Bless you dear royal icing. Another one of those basic recipes you must have in your recipe book. This specific icing tastes yum, holds up well and is perfect for any task you may assign to it. Think of it as that perfect lip gloss that you can always throw on in a pinch when you see the very last person you want to run into marching down the street heading directly for you. It’s always there when you need it.
*Although royal icing is traditionally prepared with fresh egg whites, you can use meringue powder in order to reduce the risk of salmonella that raw egg whites potentially present. By the time I reach the icing stage, I’ve typically consumed my fair share of raw dough and thus, “should” really move forward with items that do not continue to escalate my risk to illness, right?! It’s the “responsible” thing for me to do, I think.
adapted from bakeat350.blogspot.com
4 TBSP meringue powder
scant 1/2 c. water
1 lb. powdered sugar
3/4 tsp light corn syrup (to keep it glossy’ish)

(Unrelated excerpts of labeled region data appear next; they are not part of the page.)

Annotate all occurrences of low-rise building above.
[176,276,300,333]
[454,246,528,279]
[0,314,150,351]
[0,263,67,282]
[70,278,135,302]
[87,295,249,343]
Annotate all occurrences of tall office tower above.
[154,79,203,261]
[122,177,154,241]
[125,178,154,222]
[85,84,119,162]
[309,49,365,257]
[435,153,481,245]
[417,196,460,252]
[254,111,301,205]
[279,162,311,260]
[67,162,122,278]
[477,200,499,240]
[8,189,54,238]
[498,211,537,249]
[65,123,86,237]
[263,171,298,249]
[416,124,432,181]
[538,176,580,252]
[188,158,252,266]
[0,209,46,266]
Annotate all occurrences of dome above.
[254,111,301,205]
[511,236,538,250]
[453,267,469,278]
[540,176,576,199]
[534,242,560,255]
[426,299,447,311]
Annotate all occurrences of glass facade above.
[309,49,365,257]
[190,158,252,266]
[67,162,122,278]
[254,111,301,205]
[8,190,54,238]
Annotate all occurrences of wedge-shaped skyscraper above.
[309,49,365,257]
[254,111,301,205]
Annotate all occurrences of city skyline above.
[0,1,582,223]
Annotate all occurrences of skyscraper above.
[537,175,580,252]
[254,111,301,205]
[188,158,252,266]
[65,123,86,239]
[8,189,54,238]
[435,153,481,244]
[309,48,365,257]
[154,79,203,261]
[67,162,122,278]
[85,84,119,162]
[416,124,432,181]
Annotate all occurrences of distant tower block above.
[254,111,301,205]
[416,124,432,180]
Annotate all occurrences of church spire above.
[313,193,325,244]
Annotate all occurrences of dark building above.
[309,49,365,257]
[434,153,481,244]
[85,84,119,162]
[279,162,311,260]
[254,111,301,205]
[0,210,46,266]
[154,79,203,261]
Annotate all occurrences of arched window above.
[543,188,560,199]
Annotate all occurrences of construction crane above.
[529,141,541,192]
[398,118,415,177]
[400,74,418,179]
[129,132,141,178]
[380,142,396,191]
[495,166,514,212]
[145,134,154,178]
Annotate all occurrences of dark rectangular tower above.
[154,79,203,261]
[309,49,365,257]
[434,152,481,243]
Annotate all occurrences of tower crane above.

few drops clear extract (optional. If you are just using this to write, or outline, it is not necessary)
- Combine the meringue powder and water.
- With the paddle attachment of an electric mixer, beat until combined and foamy.

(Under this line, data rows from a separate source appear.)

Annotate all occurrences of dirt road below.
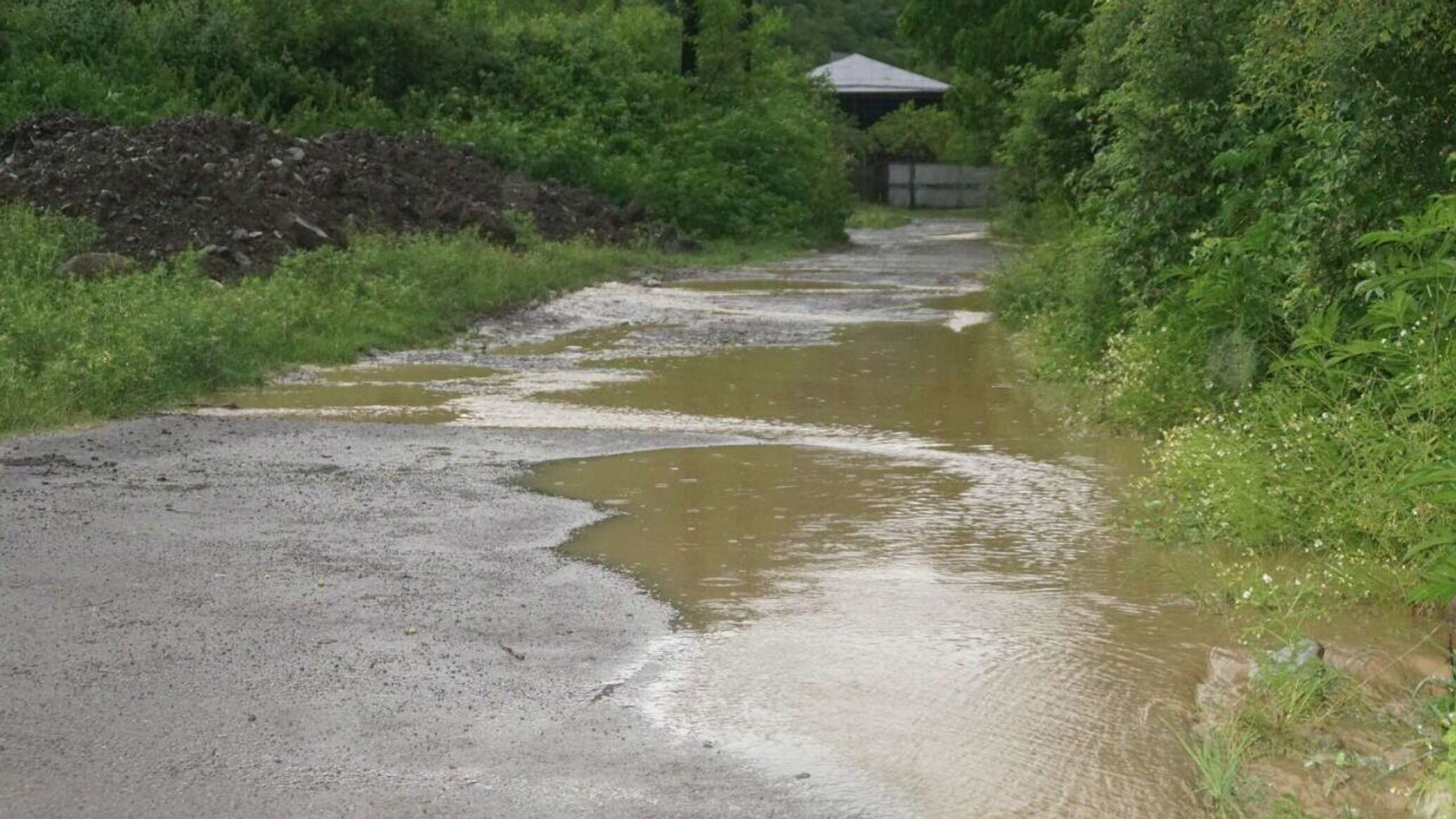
[0,224,1095,818]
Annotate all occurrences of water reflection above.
[533,446,1211,818]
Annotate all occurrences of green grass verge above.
[0,205,791,434]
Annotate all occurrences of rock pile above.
[0,114,651,277]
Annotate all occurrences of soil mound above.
[0,114,649,276]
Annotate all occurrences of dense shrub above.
[911,0,1456,600]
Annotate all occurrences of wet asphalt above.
[0,220,996,818]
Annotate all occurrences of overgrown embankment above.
[0,205,672,434]
[0,0,849,433]
[943,0,1456,816]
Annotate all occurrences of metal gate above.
[887,162,996,208]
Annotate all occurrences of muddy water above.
[196,224,1226,819]
[533,317,1216,818]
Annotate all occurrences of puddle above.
[188,218,1438,819]
[320,361,504,383]
[205,378,460,424]
[665,278,887,293]
[552,317,1138,463]
[531,446,1223,819]
[490,326,632,356]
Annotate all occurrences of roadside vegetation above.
[0,0,862,434]
[0,205,664,434]
[902,0,1456,816]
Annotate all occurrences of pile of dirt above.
[0,114,652,277]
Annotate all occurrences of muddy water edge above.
[213,223,1444,819]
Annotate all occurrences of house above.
[810,54,951,128]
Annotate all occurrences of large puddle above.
[199,220,1438,819]
[531,325,1225,818]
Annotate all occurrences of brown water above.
[196,220,1444,819]
[531,316,1225,818]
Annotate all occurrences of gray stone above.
[56,254,131,278]
[278,213,333,251]
[1270,637,1325,669]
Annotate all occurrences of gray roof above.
[810,54,951,93]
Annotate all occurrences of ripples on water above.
[534,321,1207,818]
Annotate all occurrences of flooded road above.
[208,223,1226,819]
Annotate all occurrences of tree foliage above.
[949,0,1456,599]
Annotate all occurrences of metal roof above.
[810,54,951,93]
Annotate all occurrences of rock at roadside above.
[278,213,337,251]
[663,236,703,254]
[1270,637,1325,669]
[56,254,131,278]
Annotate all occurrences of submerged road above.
[0,223,1206,818]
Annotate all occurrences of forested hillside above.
[763,0,921,67]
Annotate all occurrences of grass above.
[1178,720,1254,816]
[0,205,791,434]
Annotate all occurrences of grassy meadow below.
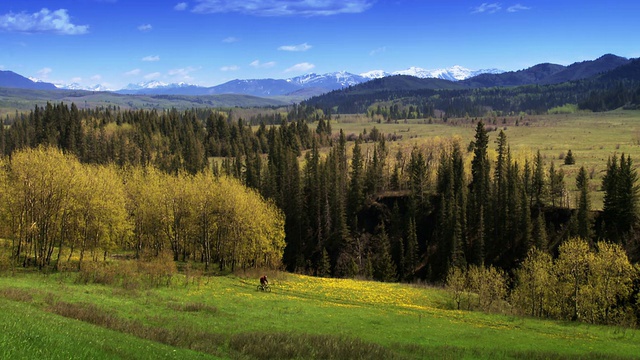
[0,272,640,359]
[331,110,640,209]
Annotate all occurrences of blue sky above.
[0,0,640,89]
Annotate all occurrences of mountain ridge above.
[0,54,630,97]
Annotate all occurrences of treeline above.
[0,103,331,174]
[304,68,640,119]
[447,237,640,326]
[0,147,284,270]
[2,104,640,281]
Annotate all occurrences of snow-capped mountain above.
[360,70,391,79]
[384,65,504,81]
[55,83,113,91]
[287,71,368,88]
[121,80,195,90]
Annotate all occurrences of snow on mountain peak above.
[360,70,390,79]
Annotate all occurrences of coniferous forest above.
[0,99,640,322]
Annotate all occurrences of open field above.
[331,110,640,209]
[0,273,640,359]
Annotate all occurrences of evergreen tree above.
[602,154,639,248]
[531,150,547,209]
[564,150,576,165]
[374,224,398,282]
[403,218,419,280]
[576,166,593,240]
[467,121,491,265]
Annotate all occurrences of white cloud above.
[471,3,502,14]
[278,43,312,51]
[124,69,142,76]
[37,68,53,79]
[220,65,240,71]
[284,62,316,72]
[222,36,240,44]
[141,55,160,61]
[173,3,189,11]
[249,60,276,69]
[0,8,89,35]
[144,72,162,80]
[369,46,387,56]
[507,4,531,12]
[193,0,375,16]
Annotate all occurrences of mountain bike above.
[257,284,271,292]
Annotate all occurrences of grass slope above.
[331,110,640,209]
[0,274,640,359]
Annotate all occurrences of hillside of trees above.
[0,103,640,280]
[0,98,640,322]
[305,59,640,116]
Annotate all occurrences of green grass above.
[0,273,640,359]
[331,110,640,209]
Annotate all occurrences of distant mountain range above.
[0,54,630,98]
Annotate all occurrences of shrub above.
[229,332,401,359]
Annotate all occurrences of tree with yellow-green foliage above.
[511,238,638,324]
[4,147,80,268]
[511,248,555,317]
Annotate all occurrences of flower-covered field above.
[0,273,640,359]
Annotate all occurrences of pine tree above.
[347,139,364,231]
[374,224,398,282]
[403,218,419,279]
[467,121,491,265]
[576,166,593,240]
[564,150,576,165]
[531,150,547,209]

Sift in the powdered sugar and beat on low to combine. (Do NOT skip the sifting!)
- Add in the corn syrup and extract if desired. ( I think the corn syrup helps keep the icing shiny.)
Increase speed to med-high/high and beat for about 5 minutes, just until the icing is glossy and stiff peaks form. (You should be able to remove the beater from the mixer and hold up and jiggle without the peak falling.) Do not overbeat.

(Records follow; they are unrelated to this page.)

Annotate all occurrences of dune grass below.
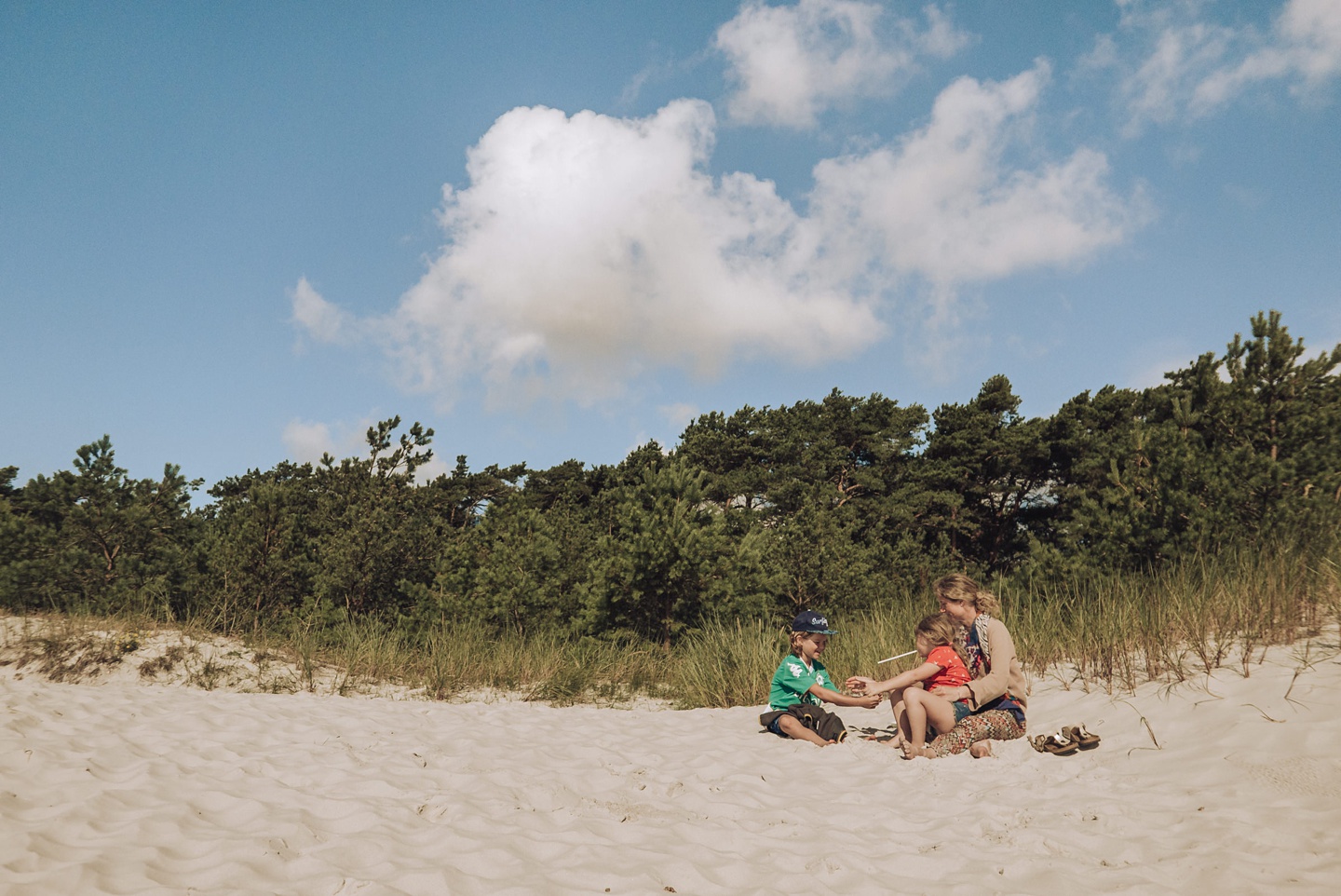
[0,538,1341,708]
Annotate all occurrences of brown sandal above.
[1062,725,1100,750]
[1028,731,1081,756]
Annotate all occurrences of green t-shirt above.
[768,653,837,710]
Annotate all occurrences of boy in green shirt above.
[759,610,881,747]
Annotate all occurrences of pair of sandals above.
[1028,725,1100,756]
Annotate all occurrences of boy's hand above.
[845,674,875,694]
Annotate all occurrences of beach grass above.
[0,548,1341,708]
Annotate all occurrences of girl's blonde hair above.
[932,573,1002,616]
[914,613,968,667]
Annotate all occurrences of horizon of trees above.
[0,311,1341,646]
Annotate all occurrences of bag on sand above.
[759,703,847,743]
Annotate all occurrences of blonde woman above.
[926,573,1028,756]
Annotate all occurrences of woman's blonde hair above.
[914,613,968,667]
[932,573,1002,616]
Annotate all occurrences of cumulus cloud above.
[280,420,338,464]
[292,64,1141,403]
[384,100,881,400]
[1090,0,1341,134]
[811,63,1145,296]
[715,0,967,128]
[289,277,350,346]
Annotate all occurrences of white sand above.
[0,638,1341,896]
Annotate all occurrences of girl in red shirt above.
[847,613,972,759]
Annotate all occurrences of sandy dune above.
[0,638,1341,896]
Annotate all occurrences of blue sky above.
[0,0,1341,487]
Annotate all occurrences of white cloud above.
[289,277,351,342]
[382,100,881,401]
[302,64,1141,405]
[715,0,967,128]
[280,420,336,464]
[1089,0,1341,134]
[811,63,1145,300]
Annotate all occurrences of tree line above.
[0,311,1341,645]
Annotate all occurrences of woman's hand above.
[845,674,875,694]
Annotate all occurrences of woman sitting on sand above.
[926,573,1028,756]
[847,573,1027,759]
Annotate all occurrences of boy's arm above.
[807,683,880,710]
[866,662,940,694]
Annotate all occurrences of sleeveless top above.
[964,613,1024,725]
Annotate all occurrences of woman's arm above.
[966,618,1015,711]
[847,662,940,694]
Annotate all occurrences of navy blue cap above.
[792,610,838,634]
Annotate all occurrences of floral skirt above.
[927,710,1024,756]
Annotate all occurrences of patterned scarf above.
[964,613,993,679]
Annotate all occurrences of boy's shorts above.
[759,703,847,741]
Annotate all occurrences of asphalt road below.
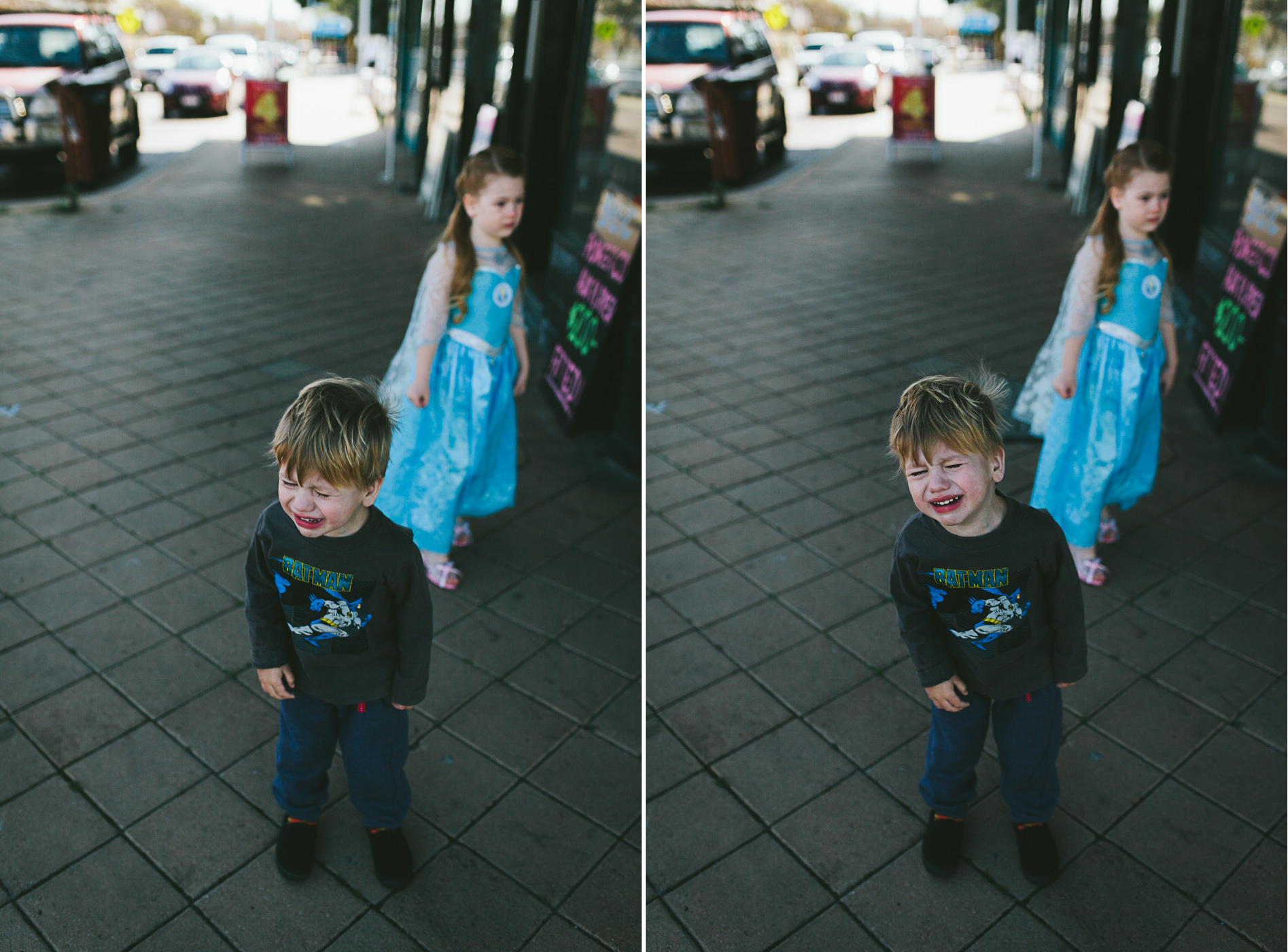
[0,75,380,205]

Cover with plastic wrap touching the icing or divide and color using gel paste food colorings.
This “stiff” icing is perfect for outlining cookies, writing on cookies and/or cupcake toppers and even for building gingerbread houses and monogramming.
- To flood cookies, add water to your icing a teaspoon at a time, stirring with a rubber spatula, until it is the consistency of syrup. This technique of filling a cookie with thinned icing is called “flooding.”